Zimbabwe Council of Tourism (ZCT) president, Tich Hwingwiri said the incentive will cushion operators once foreign currency receipts improve.
“We welcome the incentive which will cushion operators once the foreign receipts increase significantly. Destinations that attract foreign visitors such as Victoria Falls and cities such as Harare will benefit more compared to the other destinations such as Nyanga which are predominantly driven by the local market. It is a game of numbers,” said Hwingwiri.
Presenting his monetary statement earlier in the year RBZ governor John Mangudya, announced a 5 percent incentive as it sought to cushion the sector against the weakening rand which had adversely affected Zimbabwe’s competitiveness as a destination compared to regional peers.

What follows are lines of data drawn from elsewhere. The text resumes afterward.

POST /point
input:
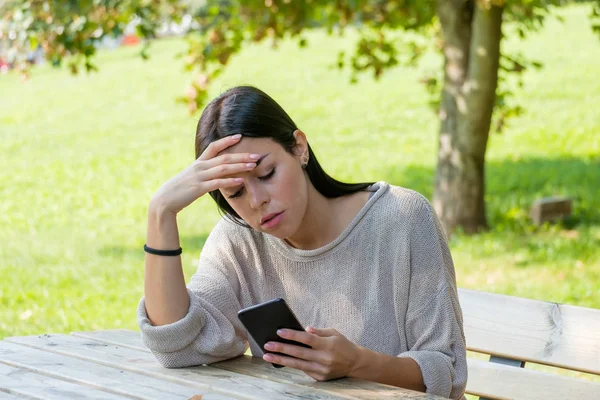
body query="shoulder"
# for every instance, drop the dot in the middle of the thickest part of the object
(405, 206)
(227, 237)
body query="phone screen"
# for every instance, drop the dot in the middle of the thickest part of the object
(263, 320)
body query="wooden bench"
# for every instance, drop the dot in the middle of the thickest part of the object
(513, 331)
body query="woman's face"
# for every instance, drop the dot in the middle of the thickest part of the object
(273, 197)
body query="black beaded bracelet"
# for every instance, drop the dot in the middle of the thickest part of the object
(163, 252)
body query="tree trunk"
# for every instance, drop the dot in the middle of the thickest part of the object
(472, 36)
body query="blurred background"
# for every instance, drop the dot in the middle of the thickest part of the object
(98, 107)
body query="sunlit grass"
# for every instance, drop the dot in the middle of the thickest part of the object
(81, 157)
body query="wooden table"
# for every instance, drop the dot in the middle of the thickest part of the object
(116, 365)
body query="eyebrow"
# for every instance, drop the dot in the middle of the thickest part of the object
(257, 164)
(260, 159)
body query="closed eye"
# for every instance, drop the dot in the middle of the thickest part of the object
(261, 178)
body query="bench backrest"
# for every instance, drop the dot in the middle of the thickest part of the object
(515, 330)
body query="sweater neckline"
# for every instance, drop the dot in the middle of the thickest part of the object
(308, 255)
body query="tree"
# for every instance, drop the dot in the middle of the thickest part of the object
(470, 32)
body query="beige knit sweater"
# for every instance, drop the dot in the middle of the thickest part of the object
(386, 283)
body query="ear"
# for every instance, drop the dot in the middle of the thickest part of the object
(301, 146)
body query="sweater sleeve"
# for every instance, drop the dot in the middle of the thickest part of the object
(210, 331)
(433, 325)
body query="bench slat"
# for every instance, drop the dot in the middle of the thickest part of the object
(531, 330)
(503, 382)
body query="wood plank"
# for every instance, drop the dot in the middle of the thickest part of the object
(258, 368)
(89, 374)
(27, 384)
(503, 382)
(204, 377)
(8, 396)
(119, 337)
(530, 330)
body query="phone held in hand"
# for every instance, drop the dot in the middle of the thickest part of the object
(263, 320)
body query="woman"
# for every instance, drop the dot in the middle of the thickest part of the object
(366, 263)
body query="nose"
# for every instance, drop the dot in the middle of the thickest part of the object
(257, 195)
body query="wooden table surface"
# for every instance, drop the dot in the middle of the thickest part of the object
(116, 365)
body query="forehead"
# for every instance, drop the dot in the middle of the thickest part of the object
(254, 145)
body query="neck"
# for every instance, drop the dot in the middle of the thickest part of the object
(321, 223)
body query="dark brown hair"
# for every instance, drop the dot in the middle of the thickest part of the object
(253, 113)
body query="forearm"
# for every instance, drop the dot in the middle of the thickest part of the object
(166, 296)
(390, 370)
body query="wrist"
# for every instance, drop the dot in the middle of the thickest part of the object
(361, 362)
(158, 210)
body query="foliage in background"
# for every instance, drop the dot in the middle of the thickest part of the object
(81, 157)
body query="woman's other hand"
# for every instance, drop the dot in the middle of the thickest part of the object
(331, 355)
(209, 172)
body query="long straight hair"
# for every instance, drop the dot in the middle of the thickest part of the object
(252, 113)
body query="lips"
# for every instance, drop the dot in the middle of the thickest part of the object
(268, 217)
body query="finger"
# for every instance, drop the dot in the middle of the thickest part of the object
(323, 332)
(231, 159)
(303, 365)
(223, 183)
(299, 336)
(218, 146)
(293, 350)
(225, 170)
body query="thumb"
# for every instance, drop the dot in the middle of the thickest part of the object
(324, 332)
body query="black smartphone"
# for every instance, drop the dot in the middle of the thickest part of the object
(263, 320)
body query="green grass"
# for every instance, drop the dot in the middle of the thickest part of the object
(81, 157)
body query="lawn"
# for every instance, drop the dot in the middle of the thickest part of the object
(81, 157)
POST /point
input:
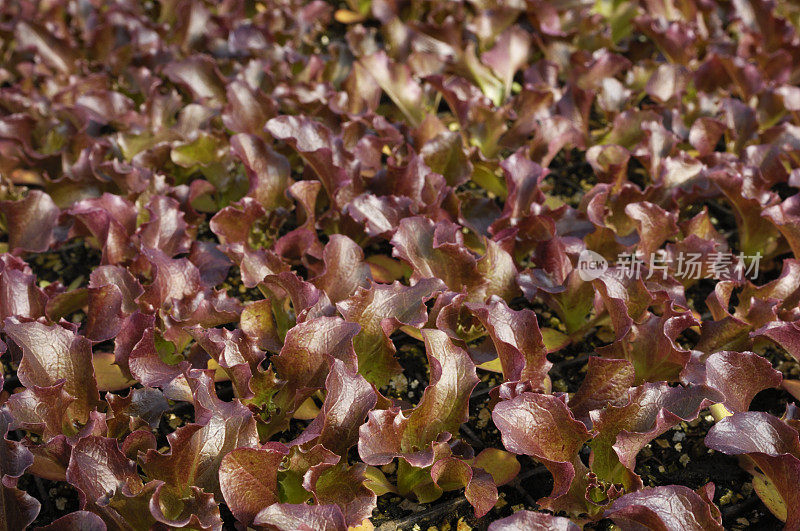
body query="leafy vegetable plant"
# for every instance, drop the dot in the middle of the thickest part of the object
(305, 264)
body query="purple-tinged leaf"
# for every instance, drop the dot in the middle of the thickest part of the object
(739, 376)
(301, 517)
(248, 479)
(345, 269)
(268, 171)
(343, 486)
(396, 81)
(52, 354)
(320, 149)
(518, 341)
(786, 217)
(19, 294)
(606, 383)
(166, 229)
(348, 401)
(43, 410)
(441, 411)
(17, 508)
(452, 473)
(774, 448)
(532, 520)
(197, 449)
(670, 507)
(76, 521)
(436, 250)
(543, 427)
(200, 75)
(650, 346)
(380, 310)
(31, 222)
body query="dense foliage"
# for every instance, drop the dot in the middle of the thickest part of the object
(269, 198)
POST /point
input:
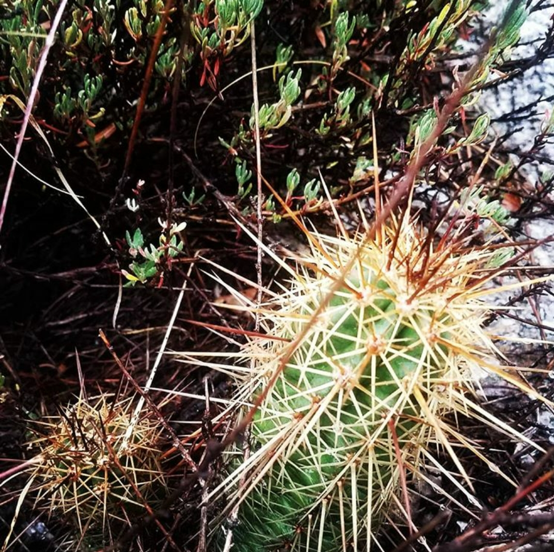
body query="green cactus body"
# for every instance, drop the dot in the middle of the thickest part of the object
(365, 393)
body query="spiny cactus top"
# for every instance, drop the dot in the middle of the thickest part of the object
(390, 334)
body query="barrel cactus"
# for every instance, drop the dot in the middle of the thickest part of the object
(368, 357)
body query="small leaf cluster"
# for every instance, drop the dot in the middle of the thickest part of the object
(150, 258)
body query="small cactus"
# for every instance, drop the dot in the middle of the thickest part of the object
(369, 356)
(97, 462)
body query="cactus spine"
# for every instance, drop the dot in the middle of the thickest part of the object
(371, 390)
(92, 470)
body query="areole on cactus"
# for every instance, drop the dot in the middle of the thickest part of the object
(391, 339)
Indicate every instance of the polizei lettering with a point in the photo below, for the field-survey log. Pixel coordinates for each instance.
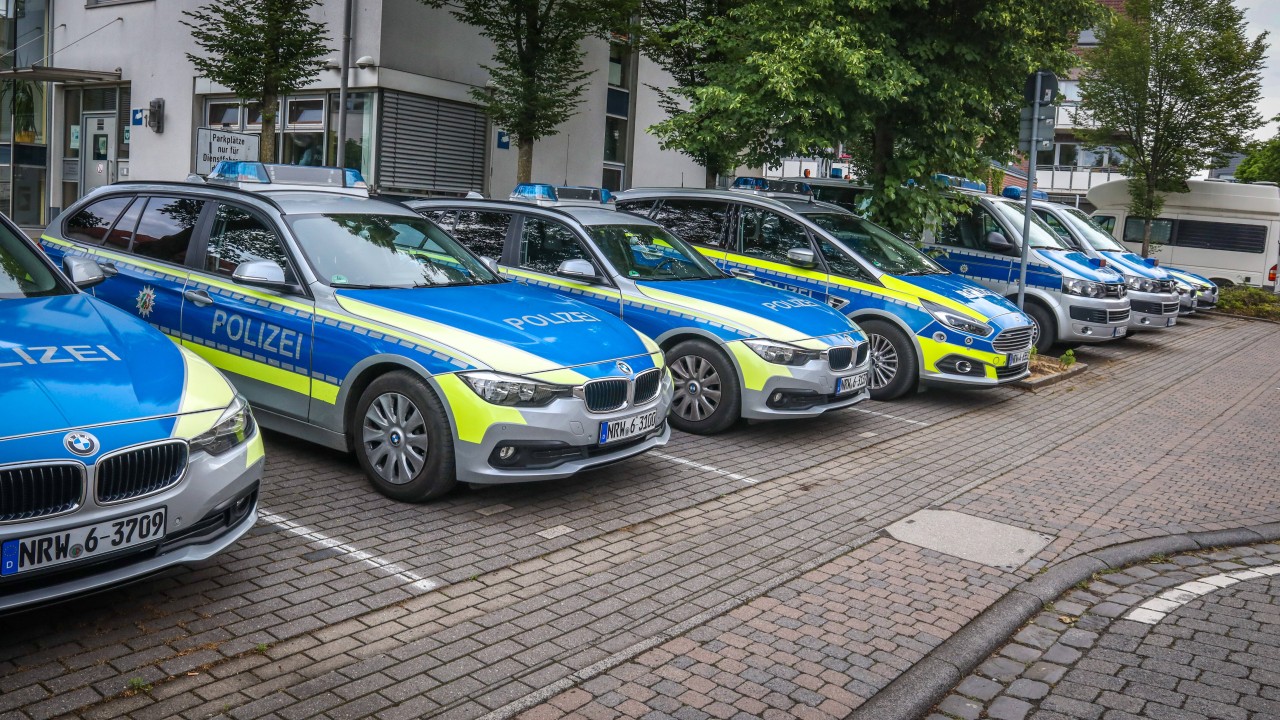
(256, 333)
(544, 319)
(54, 354)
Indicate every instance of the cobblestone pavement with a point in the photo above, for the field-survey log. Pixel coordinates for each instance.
(1187, 638)
(744, 574)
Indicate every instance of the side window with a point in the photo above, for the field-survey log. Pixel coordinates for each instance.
(91, 223)
(165, 228)
(238, 237)
(842, 264)
(545, 244)
(484, 233)
(768, 236)
(700, 222)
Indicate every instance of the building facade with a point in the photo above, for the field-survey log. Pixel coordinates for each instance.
(108, 68)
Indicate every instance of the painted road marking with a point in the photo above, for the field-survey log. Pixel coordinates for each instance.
(315, 537)
(1155, 610)
(704, 468)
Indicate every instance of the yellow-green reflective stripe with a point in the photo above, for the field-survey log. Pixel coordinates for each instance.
(755, 370)
(471, 414)
(512, 359)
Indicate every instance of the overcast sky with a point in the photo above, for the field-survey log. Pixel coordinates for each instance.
(1265, 16)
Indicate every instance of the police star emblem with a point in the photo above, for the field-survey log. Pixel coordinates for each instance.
(146, 301)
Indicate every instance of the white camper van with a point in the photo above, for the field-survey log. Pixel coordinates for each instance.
(1226, 232)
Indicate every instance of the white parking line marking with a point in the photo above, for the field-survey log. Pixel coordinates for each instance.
(891, 417)
(369, 559)
(704, 468)
(1155, 609)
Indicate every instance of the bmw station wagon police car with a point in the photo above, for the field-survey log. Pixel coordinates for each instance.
(357, 324)
(120, 454)
(736, 349)
(923, 322)
(1152, 291)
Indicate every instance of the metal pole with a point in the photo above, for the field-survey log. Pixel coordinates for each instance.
(342, 85)
(1031, 185)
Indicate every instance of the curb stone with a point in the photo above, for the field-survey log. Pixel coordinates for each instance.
(917, 691)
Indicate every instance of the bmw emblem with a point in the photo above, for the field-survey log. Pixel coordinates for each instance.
(81, 443)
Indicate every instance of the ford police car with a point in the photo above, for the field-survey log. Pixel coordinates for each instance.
(923, 322)
(357, 324)
(736, 349)
(120, 452)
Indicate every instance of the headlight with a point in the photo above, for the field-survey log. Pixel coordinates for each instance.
(952, 319)
(513, 390)
(1084, 288)
(234, 427)
(782, 352)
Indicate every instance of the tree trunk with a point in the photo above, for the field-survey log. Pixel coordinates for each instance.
(266, 142)
(525, 162)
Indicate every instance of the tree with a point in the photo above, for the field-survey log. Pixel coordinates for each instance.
(536, 74)
(1174, 85)
(261, 50)
(915, 86)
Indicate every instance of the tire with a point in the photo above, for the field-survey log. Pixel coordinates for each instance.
(1046, 327)
(393, 413)
(895, 364)
(708, 396)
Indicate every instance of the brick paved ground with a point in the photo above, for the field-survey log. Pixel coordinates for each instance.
(752, 583)
(1214, 656)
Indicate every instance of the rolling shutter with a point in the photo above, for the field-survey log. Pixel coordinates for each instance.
(430, 144)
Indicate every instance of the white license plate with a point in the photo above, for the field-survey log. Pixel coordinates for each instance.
(634, 425)
(850, 383)
(22, 555)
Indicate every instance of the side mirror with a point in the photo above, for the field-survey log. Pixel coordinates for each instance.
(83, 273)
(801, 258)
(997, 242)
(264, 273)
(577, 269)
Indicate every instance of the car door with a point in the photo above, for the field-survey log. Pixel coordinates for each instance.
(260, 337)
(542, 244)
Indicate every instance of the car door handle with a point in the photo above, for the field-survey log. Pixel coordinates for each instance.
(199, 296)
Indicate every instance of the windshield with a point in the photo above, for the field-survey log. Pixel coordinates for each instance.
(376, 251)
(22, 272)
(648, 253)
(1097, 237)
(882, 249)
(1041, 236)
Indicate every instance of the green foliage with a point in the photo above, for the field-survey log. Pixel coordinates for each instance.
(1174, 85)
(259, 49)
(915, 86)
(1252, 301)
(536, 73)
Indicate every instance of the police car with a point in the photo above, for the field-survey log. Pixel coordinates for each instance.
(736, 349)
(1153, 297)
(357, 324)
(120, 452)
(923, 322)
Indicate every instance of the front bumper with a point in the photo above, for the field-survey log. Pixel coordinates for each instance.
(1093, 319)
(208, 510)
(1153, 310)
(556, 441)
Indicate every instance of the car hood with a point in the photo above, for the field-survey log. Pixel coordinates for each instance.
(72, 361)
(508, 327)
(750, 309)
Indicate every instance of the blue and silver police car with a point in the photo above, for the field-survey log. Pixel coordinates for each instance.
(736, 349)
(357, 324)
(120, 452)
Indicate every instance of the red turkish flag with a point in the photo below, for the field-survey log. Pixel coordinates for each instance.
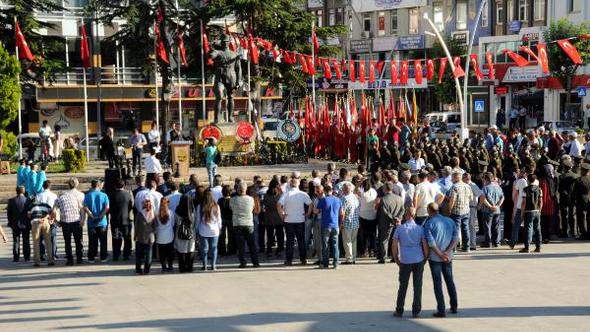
(519, 60)
(441, 69)
(429, 69)
(570, 50)
(418, 71)
(24, 52)
(84, 50)
(458, 72)
(393, 69)
(362, 71)
(351, 71)
(337, 70)
(371, 71)
(403, 76)
(327, 71)
(543, 58)
(478, 73)
(490, 65)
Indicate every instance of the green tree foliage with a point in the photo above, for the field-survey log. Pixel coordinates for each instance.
(560, 65)
(48, 50)
(446, 91)
(10, 90)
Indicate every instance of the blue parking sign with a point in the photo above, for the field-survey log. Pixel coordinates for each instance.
(479, 106)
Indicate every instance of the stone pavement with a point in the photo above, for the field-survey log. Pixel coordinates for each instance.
(498, 289)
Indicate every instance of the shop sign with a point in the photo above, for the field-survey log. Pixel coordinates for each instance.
(415, 42)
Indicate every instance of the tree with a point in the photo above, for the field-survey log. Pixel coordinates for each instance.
(10, 90)
(48, 50)
(560, 65)
(446, 91)
(281, 22)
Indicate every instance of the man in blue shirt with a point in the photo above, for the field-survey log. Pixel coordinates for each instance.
(96, 206)
(409, 250)
(442, 236)
(330, 208)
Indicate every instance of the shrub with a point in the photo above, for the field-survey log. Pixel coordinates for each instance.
(74, 160)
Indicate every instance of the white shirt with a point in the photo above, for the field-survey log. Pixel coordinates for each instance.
(47, 197)
(416, 164)
(293, 202)
(152, 165)
(367, 201)
(425, 193)
(165, 232)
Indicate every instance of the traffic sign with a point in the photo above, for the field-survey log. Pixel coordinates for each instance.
(479, 106)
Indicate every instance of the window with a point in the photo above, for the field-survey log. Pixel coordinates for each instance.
(438, 15)
(461, 23)
(413, 26)
(540, 10)
(367, 23)
(331, 17)
(499, 13)
(394, 25)
(484, 16)
(522, 10)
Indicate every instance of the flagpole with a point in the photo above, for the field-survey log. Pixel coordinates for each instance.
(156, 78)
(20, 123)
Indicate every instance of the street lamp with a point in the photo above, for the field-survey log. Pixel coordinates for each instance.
(464, 133)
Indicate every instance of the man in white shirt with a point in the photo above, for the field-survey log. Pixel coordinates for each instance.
(424, 194)
(153, 168)
(292, 207)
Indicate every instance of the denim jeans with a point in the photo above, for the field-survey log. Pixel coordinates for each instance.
(209, 244)
(462, 222)
(295, 230)
(73, 229)
(143, 255)
(492, 228)
(516, 227)
(211, 172)
(446, 270)
(330, 241)
(532, 222)
(416, 270)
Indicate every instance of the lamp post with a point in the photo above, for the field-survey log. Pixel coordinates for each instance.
(457, 84)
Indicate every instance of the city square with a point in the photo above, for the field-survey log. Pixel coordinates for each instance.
(294, 165)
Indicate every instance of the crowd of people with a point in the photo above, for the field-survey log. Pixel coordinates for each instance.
(420, 199)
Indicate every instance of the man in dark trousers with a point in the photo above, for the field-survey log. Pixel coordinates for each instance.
(121, 205)
(20, 224)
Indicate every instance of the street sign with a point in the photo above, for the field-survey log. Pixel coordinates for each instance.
(479, 106)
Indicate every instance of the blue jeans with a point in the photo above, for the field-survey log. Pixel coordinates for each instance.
(143, 255)
(330, 239)
(516, 227)
(492, 230)
(446, 270)
(532, 222)
(211, 172)
(462, 222)
(208, 244)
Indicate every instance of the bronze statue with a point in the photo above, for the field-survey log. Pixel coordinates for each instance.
(228, 76)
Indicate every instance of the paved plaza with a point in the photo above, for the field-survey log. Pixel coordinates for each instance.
(499, 290)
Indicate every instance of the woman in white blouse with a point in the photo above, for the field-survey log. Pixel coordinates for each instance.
(209, 219)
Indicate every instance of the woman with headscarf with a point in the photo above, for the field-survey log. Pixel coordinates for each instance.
(184, 242)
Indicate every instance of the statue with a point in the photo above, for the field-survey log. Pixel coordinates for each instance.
(228, 77)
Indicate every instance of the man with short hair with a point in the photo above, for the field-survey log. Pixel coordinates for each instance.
(292, 207)
(442, 236)
(96, 206)
(460, 196)
(409, 250)
(70, 204)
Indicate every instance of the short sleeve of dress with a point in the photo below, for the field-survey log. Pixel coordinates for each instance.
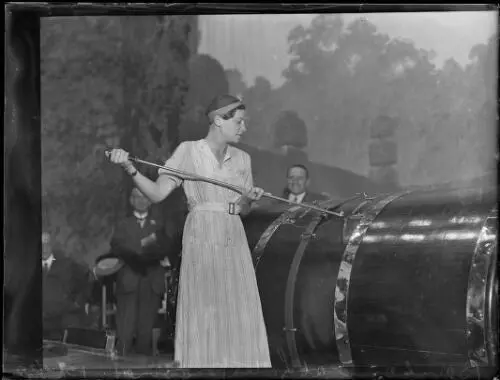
(176, 161)
(247, 176)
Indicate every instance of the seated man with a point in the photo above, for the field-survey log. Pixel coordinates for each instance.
(297, 186)
(66, 288)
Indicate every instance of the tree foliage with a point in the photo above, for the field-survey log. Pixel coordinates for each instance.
(207, 79)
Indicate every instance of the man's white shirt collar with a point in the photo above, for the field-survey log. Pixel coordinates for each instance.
(296, 197)
(48, 261)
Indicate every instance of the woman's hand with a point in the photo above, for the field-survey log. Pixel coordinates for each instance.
(120, 157)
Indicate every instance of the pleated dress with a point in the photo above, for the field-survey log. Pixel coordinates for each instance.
(219, 314)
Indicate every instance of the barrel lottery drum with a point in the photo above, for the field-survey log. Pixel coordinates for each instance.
(403, 279)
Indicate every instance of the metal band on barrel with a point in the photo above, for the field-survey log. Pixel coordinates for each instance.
(344, 276)
(479, 352)
(290, 288)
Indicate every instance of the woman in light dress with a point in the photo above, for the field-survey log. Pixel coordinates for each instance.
(219, 316)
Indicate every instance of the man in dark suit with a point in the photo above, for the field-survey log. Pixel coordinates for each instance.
(140, 283)
(297, 186)
(66, 291)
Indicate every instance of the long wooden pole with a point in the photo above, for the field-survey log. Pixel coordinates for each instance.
(183, 174)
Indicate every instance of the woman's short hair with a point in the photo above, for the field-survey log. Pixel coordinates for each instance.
(222, 101)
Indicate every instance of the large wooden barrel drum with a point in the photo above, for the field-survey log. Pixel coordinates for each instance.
(404, 279)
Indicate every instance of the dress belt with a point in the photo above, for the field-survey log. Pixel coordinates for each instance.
(210, 206)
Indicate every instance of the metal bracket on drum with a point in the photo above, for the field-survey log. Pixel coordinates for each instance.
(290, 289)
(341, 330)
(286, 217)
(480, 334)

“In view of the above, the Bank is extending the export incentive scheme to the tourism industry to reward the industry’s contribution to foreign exchange generation.
This policy stance is taken in view of the loss of competitiveness of the industry manly due to price differential between Zimbabwe and the region.
The depreciation South African rand and other regional currencies affects the price competitiveness of the country’s tourism industry considering that the bulk of inbound tourists come from Africa, particularly South Africa.
In view of this, Zimbabwe becomes more expensive as a tourist destination as the US$ strengthens against the regional currencies.
The export incentive scheme is therefore expected to provide some cushion to allow the tourism sector to adjust prices to remain competitive,” said Mangudya.
According to the ministry of Finance and Economic development the tourism sector is expected to grow by 0.8% this year.
The lackluster growth in the industry has been compounded by the prevailing unconducive number of non-security/crime roadblocks on our roads.